You’ll see the loss go down each epoch. If it stays flat, try a larger learning rate or check that the data is loading correctly. I once forgot to move the data to the GPU and the loss barely moved – a classic rookie mistake!

Checking how well it works

After training, let’s see the accuracy on the test set.

correct = 0
total = 0
model.eval()  # set model to evaluation mode
with torch.no_grad():
    for inputs, labels in test_loader:
        inputs, labels = inputs.to(device), labels.to(device)
        outputs = model(inputs)
        _, predicted = torch.max(outputs, 1)
        total += labels.size(0)
        correct += (predicted == labels).sum().item()
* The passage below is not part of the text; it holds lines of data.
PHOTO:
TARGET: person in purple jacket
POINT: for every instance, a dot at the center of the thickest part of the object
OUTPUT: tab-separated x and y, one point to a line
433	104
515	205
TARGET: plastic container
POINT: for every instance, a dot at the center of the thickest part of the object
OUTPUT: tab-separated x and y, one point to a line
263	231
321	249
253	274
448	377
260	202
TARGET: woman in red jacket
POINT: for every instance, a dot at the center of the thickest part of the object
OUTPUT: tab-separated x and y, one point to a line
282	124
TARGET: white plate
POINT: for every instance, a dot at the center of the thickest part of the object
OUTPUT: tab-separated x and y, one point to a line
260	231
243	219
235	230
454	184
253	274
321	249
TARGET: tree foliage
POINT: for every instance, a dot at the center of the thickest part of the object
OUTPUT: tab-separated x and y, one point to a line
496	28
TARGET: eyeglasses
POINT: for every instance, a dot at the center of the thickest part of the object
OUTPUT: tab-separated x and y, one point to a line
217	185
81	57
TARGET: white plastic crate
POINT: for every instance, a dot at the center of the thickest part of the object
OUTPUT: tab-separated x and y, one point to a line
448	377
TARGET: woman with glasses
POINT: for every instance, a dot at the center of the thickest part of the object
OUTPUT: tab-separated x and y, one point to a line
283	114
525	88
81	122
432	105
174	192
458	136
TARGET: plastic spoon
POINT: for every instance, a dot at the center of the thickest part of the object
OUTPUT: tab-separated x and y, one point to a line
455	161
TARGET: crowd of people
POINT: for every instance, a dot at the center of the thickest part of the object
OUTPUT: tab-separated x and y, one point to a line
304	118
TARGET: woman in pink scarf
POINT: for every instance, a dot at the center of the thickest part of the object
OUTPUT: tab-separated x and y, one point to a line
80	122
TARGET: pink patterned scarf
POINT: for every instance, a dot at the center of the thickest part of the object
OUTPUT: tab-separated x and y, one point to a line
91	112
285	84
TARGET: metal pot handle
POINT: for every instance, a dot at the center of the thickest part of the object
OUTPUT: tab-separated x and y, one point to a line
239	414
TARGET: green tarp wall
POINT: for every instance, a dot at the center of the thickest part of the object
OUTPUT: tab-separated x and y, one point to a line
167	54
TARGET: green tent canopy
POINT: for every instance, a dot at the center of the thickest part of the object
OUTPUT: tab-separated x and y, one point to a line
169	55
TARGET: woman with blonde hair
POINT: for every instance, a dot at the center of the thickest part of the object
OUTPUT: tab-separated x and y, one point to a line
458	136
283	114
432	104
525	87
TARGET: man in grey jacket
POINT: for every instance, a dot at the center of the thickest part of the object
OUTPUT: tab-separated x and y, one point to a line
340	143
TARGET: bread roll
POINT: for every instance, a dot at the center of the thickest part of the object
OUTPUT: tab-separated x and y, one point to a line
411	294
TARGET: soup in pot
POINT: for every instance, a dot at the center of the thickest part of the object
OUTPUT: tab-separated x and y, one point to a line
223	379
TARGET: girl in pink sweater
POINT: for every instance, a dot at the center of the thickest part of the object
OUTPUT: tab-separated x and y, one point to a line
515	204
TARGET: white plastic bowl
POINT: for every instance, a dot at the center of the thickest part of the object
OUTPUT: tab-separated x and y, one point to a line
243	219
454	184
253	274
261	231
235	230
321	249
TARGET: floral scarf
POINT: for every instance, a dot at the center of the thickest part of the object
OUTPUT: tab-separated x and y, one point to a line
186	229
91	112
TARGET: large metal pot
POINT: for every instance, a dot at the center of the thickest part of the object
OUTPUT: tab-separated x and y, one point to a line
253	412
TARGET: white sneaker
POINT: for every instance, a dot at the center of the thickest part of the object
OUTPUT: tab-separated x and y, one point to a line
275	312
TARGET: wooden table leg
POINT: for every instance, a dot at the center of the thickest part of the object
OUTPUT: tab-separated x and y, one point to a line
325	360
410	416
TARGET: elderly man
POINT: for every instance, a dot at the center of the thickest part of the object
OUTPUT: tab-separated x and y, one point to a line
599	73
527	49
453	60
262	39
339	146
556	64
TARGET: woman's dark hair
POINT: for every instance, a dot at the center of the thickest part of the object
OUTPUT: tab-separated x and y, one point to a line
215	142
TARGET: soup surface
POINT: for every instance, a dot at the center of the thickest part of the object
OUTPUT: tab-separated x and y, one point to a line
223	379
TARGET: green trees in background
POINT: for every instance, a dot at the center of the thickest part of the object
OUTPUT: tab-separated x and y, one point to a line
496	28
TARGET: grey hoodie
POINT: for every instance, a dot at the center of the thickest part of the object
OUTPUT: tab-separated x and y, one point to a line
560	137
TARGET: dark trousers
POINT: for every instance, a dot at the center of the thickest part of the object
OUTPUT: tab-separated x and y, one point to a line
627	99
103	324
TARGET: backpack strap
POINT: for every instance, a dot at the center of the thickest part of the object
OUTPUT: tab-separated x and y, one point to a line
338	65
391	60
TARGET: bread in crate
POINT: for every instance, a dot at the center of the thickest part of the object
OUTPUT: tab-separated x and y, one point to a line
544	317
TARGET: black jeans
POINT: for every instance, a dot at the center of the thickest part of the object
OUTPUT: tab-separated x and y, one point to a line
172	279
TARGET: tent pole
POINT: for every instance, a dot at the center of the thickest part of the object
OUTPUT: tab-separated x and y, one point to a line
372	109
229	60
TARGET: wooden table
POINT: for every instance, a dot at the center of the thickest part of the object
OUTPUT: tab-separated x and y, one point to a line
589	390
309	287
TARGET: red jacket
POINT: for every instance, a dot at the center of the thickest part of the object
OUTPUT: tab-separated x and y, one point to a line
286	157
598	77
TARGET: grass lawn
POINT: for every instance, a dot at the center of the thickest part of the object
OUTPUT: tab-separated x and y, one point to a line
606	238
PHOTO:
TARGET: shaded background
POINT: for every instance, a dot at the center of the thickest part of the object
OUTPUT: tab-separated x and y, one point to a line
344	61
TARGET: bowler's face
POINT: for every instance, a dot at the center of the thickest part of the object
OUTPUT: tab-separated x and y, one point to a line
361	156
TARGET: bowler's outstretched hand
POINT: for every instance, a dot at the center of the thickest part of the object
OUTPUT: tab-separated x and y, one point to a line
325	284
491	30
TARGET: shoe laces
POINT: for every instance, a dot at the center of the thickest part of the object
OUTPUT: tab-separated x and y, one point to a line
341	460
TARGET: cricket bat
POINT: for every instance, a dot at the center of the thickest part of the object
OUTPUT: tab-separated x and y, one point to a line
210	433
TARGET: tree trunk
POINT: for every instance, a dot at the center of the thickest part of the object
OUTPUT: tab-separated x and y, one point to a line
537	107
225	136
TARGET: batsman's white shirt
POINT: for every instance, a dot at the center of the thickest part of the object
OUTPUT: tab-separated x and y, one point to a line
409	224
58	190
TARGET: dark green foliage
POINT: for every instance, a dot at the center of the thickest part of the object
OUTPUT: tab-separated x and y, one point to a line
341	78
print(f'Test Accuracy: {100 * correct / total:.2f}%')

On my laptop I usually get around 70 % accuracy with this tiny network. Not perfect, but good enough to show the idea works. If you want higher numbers, you can add more layers or train longer – but that’s a story for another ML Tutorial Hub post.

Saving and loading the model

You don’t want to retrain every time you run the script. PyTorch makes saving easy.
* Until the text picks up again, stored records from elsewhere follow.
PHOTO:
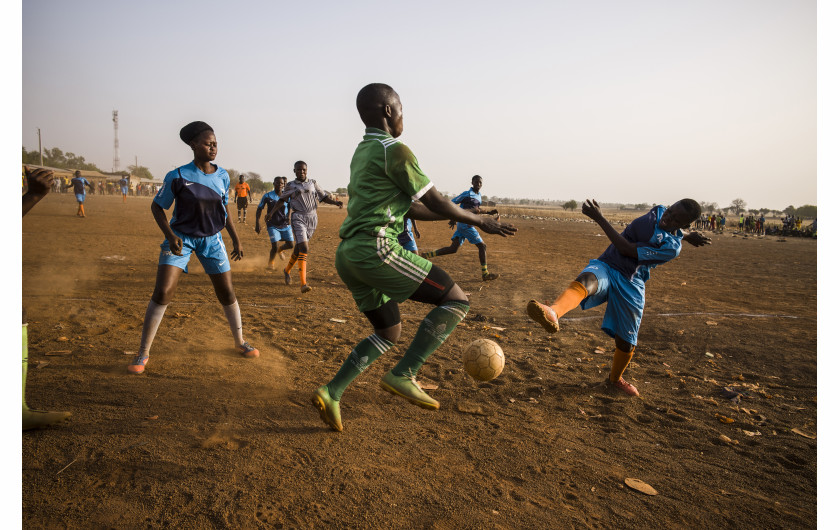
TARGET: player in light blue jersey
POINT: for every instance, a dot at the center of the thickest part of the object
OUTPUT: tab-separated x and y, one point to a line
277	226
618	277
469	200
79	182
199	193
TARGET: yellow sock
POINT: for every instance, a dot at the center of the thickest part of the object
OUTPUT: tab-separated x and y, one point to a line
302	267
570	298
621	360
291	263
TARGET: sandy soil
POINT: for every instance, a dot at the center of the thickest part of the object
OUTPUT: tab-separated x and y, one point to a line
207	439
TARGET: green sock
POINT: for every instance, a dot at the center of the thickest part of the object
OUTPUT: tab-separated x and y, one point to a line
434	329
25	364
360	358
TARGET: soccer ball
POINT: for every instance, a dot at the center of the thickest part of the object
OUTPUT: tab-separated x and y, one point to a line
484	360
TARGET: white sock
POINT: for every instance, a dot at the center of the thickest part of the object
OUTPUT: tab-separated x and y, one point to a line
154	314
235	321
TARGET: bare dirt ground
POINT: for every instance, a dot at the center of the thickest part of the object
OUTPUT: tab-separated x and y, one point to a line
207	439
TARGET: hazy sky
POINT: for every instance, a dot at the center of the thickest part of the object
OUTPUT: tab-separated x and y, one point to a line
623	101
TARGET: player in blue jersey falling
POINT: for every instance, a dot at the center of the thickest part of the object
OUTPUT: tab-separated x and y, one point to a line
199	191
618	277
277	226
469	200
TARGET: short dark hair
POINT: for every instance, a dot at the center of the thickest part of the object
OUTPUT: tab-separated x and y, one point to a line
691	207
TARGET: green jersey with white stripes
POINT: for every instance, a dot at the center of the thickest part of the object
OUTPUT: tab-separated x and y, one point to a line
384	178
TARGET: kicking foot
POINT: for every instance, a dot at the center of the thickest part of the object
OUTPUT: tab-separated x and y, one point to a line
544	316
407	388
625	387
138	365
248	351
35	419
328	408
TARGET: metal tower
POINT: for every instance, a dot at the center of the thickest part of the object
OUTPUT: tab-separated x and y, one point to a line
116	144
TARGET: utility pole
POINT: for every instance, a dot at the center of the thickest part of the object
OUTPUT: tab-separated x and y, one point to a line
116	143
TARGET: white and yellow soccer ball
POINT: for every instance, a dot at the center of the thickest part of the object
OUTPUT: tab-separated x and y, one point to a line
484	360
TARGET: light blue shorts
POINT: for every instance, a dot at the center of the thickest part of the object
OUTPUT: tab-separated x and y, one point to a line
210	250
468	232
280	234
625	301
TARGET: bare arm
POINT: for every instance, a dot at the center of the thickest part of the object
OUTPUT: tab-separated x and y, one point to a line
438	208
175	243
624	247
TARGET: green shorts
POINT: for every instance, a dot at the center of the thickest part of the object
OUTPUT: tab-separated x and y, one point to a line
378	269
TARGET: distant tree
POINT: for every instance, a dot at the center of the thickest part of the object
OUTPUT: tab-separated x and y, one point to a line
55	157
140	171
738	205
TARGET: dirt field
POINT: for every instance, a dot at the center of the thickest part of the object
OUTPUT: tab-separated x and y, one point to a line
207	439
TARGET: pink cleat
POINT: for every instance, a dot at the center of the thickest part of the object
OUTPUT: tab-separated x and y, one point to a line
626	387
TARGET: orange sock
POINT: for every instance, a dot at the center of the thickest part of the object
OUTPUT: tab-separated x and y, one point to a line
621	359
291	263
570	298
302	267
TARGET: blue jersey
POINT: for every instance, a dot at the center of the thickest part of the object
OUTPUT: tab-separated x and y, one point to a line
469	199
281	216
653	246
79	184
199	198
torch.save(model.state_dict(), 'simple_cnn.pth')

Later you can load it with:

model = SimpleCNN()
model.load_state_dict(torch.load('simple_cnn.pth'))
model.eval()

Now you have a ready‑to‑use classifier that you can plug into a web app, a phone app, or just a quick test script.

A quick personal note

When I first started teaching machine learning, I used a huge dataset of flower photos. The code was long, the errors were cryptic, and I spent more time debugging than learning. Switching to a tiny dataset like CIFAR‑10 and a small network helped me focus on the core ideas. That’s why I love sharing these bite‑size tutorials on ML Tutorial Hub – they let you see results fast, and you can build confidence before tackling the big stuff.

Wrap‑up

We’ve covered the whole pipeline: install PyTorch, load data, build a small CNN, train it, check accuracy, and save the model. All of this fits in a single Python file, and you can run it on a regular laptop. Next time you need an image classifier, you’ll have a solid starter that you can tweak to fit your own data.

Happy coding, and see you in the next ML Tutorial Hub tutorial!